1 – Toujours Eudoxie. (G.A.)

2 – Bret. (G.A.)

 

 

 

 

 

DE VOLTAIRE.

 

26 de Décembre 1767.

 

 

          Sur une lettre que frère Damilaville m’a écrite, j’ai envoyé, mon cher frère, chercher dans tout Genève les lettres qui pouvaient vous être adressées ; on n’a trouvé que l’incluse. Vous savez que je ne vais jamais dans la ville sainte où Jésus-Christ ne passe pas plus pour Dieu que Riballier et Cogé ne passent à Paris pour être des gens d’esprit et d’honnêtes gens. Je ne sais quel démon a soufflé depuis quinze ans sur les trois quarts de l’Europe, mais la foi est anéantie. Mon cœur en est aussi navré que le vôtre. Les jansénistes sont aussi méprisés que les jésuites sont abhorrés. La totale interruption du commerce entre Genève et la France a empêché vos sages lettres sur les jansénistes (1) d’entrer dans le royaume. La douane des pensées les a saisies à Lyon. L’imprimeur jette les hauts cris et s’en prend à moi. Consolons-nous ; un temps viendra où il sera permis de penser en honnête homme.

 

          J’ai écrit, il y a longtemps, à M. le duc de Choiseul, en faveur de frère Damilaville ; point de réponse. Un Cromelin, agent de Genève, qui va tous les mardis dîner à Versailles, avec deux laquais à cannes derrière son fiacre, a persuadé aux premiers commis que je prenais le parti des représentants (2) : c’est comme si on disait que vous favorisez les capucins contre les cordeliers. Il y a deux ans que je ne bouge de ma chambre, et trois mois que je suis dans mon lit ; mais nous autres pauvres diables de gens de lettres nous sommes faits pour être calomniés.

 

          Ne voilà-t-il pas encore qu’on m’impute une épigramme contre la maîtresse et les vers  de M. Dorat ; cela est très impertinent (3) : je ne connais ni sa maîtresse ni les vers qu’il a faits pour elle. Ce qui me fâche le plus, c’est que les cuistres les fanatiques, les fripons, sont unis, et que les gens de bien sont dispersés, isolés, tièdes, indifférents, ne pensant qu’à leur petit bien-être ; et, comme dit l’autre, ils laissent égorger leurs camarades, et lèchent leur sang. Cela n’empêchera pas M. Chardon de rapporter l’affaire des Sirven. C’est un nouveau coup de massue porté au fanatisme, qui lève encore la tête dans la fange où il est plongé. Hercule, ameutez des Hercules. Encore une fois, c’est l’opinion qui gouverne le monde, et c’est à vous de gouverner l’opinion.

 

          Qui vous aime et qui vous regrette plus que moi ? personne.

 

 

1 – Les deux Lettres au conseiller. (G.A.)
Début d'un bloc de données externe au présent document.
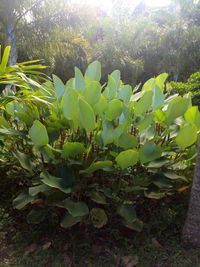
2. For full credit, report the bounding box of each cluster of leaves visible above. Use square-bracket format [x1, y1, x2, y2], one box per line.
[0, 46, 200, 231]
[168, 72, 200, 106]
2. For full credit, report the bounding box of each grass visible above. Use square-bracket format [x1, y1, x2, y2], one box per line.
[0, 169, 200, 267]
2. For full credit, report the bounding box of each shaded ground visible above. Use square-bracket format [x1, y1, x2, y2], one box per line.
[0, 170, 200, 267]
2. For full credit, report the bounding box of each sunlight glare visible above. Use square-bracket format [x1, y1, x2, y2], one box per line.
[76, 0, 171, 11]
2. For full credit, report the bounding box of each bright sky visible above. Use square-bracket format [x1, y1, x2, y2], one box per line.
[80, 0, 171, 10]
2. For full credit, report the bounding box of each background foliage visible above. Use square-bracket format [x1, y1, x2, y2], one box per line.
[0, 0, 200, 85]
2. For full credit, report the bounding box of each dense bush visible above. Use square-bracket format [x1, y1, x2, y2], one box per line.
[0, 46, 200, 231]
[169, 72, 200, 106]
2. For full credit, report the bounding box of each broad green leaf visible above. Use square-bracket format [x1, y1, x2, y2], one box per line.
[85, 61, 101, 82]
[162, 170, 187, 182]
[114, 123, 127, 140]
[106, 75, 117, 99]
[165, 96, 190, 125]
[13, 192, 36, 210]
[175, 124, 198, 149]
[78, 97, 95, 132]
[105, 99, 123, 121]
[145, 157, 170, 168]
[117, 85, 132, 104]
[87, 191, 107, 205]
[63, 199, 89, 217]
[61, 142, 85, 159]
[144, 188, 166, 199]
[29, 120, 49, 147]
[15, 112, 34, 126]
[156, 73, 168, 92]
[117, 204, 137, 223]
[26, 207, 47, 224]
[139, 142, 162, 164]
[60, 212, 82, 228]
[40, 172, 71, 194]
[80, 160, 112, 173]
[134, 91, 153, 116]
[54, 164, 76, 187]
[94, 95, 107, 116]
[111, 70, 120, 89]
[101, 121, 114, 146]
[118, 133, 138, 149]
[0, 46, 11, 74]
[29, 184, 51, 196]
[80, 81, 101, 105]
[130, 92, 143, 102]
[0, 128, 27, 137]
[74, 67, 85, 92]
[184, 106, 200, 130]
[137, 114, 154, 132]
[61, 87, 79, 120]
[115, 149, 139, 170]
[13, 150, 34, 173]
[90, 208, 108, 228]
[53, 74, 65, 100]
[152, 85, 165, 111]
[123, 218, 143, 232]
[0, 116, 10, 128]
[142, 78, 156, 92]
[152, 174, 173, 189]
[154, 109, 166, 123]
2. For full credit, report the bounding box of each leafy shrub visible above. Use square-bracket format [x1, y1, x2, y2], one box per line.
[0, 45, 200, 231]
[169, 72, 200, 106]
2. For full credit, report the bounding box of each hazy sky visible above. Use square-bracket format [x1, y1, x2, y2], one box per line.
[74, 0, 171, 11]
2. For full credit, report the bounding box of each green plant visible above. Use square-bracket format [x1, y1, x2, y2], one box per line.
[168, 72, 200, 106]
[0, 45, 200, 231]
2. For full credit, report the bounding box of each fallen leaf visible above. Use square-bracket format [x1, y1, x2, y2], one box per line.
[122, 255, 138, 267]
[42, 241, 51, 250]
[24, 243, 37, 256]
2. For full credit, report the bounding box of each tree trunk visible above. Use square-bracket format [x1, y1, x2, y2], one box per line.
[6, 8, 17, 65]
[182, 136, 200, 246]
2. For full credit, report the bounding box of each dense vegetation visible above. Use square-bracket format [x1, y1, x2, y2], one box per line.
[0, 47, 200, 231]
[0, 0, 200, 86]
[0, 0, 200, 267]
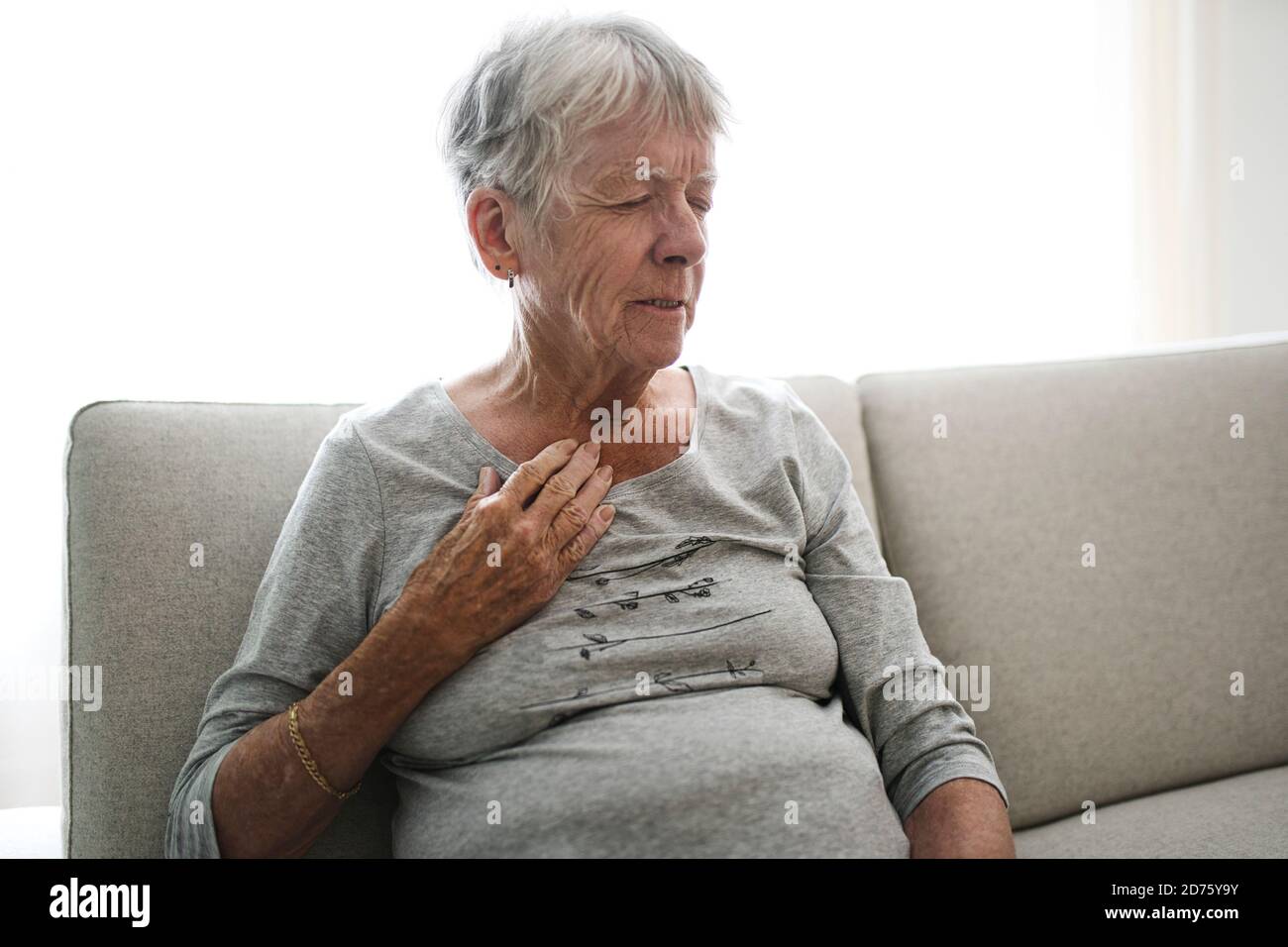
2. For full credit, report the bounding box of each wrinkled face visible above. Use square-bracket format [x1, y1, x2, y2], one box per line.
[528, 116, 715, 369]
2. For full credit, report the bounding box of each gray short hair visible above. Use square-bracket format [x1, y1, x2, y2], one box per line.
[439, 13, 737, 274]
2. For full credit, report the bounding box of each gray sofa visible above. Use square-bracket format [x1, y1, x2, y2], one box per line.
[61, 336, 1288, 858]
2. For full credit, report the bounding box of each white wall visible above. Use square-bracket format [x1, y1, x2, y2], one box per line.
[1221, 0, 1288, 333]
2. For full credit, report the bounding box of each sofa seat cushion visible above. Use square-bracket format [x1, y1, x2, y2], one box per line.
[1015, 767, 1288, 858]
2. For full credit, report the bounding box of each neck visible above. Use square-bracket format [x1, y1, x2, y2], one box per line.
[485, 321, 658, 454]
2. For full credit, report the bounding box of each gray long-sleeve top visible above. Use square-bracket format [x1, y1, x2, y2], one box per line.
[166, 366, 1009, 857]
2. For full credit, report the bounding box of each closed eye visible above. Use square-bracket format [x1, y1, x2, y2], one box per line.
[613, 194, 711, 214]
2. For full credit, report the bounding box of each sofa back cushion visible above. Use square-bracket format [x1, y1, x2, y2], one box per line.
[858, 342, 1288, 828]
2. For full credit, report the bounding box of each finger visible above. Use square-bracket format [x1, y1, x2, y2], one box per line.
[546, 466, 613, 549]
[465, 467, 501, 511]
[559, 504, 617, 576]
[528, 441, 599, 525]
[499, 437, 577, 506]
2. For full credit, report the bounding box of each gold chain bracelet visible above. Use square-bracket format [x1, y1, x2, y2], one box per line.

2 – C’est-à-dire, le parti de la bourgeoisie. (G.A.)

3 – L’épigramme était de La Harpe. Voyez les Mémoires secrets, 8 Décembre 1767. (G.A.)

 

 

 

 

DE D’ALEMBERT.

 

A Paris, ce 18 de janvier 1768.

 

 

          J’ai reçu, mon cher et illustre maître, la lettre de Genève que vous avez bien voulu m’envoyer, et que j’aurais laissée à la poste de Genève, si j’avais pu deviner le peu d’importance du sujet. J’ai reçu aussi certaines Lettres sur Rabelais (1) qui me paraissent de son arrière-petit-fils, à qui le ciel a donné le précieux avantage de se moquer de tout comme son bisaïeul, mais de s’en moquer avec plus de finesse et de goût. Ces lettres me rappellent un certain Dîner du comte de Boulainvilliers (2) auquel j’assistai il y a quelques jours, et dont j’aurais bien voulu que vous eussiez été un des convives ; on y traita fort gaiement des matières très sérieuses, entre la poire et le fromage. Jean-Jacques n’est pas aussi gai ; il veut à présent retourner en Angleterre : il mande à M. Davenport (3) (c’est le bon M. Hume qui me l’écrit) qu’il est le plus malheureux de tous les hommes, et qu’il désire de retourner avec lui. M. Davenport y a consenti : ainsi l’Angleterre aura le bonheur de le posséder encore une fois, à condition que ce ne sera pas pour longtemps. M. Hume me mande, dans la même lettre, que ce pauvre fou travaille actuellement à ses mémoires, dont le premier volume a été fait en Angleterre, et qui doivent en avoir treize ou quatorze (il ne me dit pas si c’est in-folio ou in-24) ; l’Histoire romaine n’en a pas tant. Il est vrai que ce qui regarde ce grand philosophe est absolument la nature entière pour lui, et je lui conseillerais d’intituler son bel ouvrage, Histoire universelle, ou Mémoires de J.J. Rousseau. M. Hume, dans la même lettre où il me parle de cet homme, me charge de le rappeler dans votre souvenir, et de vous assurer de tous ses sentiments et de son admiration pour vous. Il craint que vous ne soyez mécontent de ce qu’il n’a pas répondu à la lettre que vous lui avez écrite (4) au sujet de Jean-Jacques ; mais il m’assure qu’il n’a eu connaissance de cette lettre que par l’impression, chez un libraire d’Ecosse, où il l’a trouvée longtemps après qu’elle eut paru, et qu’il était alors trop tard pour y répondre, d’autant plus qu’il n’avait aucune preuve que cette lettre lui fût réellement adressée par vous.

 

          Adieu, mon cher et illustre confrère. M. de La Harpe, avec qui j’ai le plaisir de parler souvent de vous, pourra vous dire combien je vous suis attaché, et combien je suis votre à la vie et à la mort. Vale et me ama. L’affaire du pauvre Damilaville ne finit point ; cela n’est-il pas odieux ? Vous devriez bien écrire à M. d’Ormesson, intendant des finances ; le succès de cette affaire dépend de lui. Iterum vale.

 

 

1 – Voyez, Lettres à S.A.S. le prince de ***. (G.A.)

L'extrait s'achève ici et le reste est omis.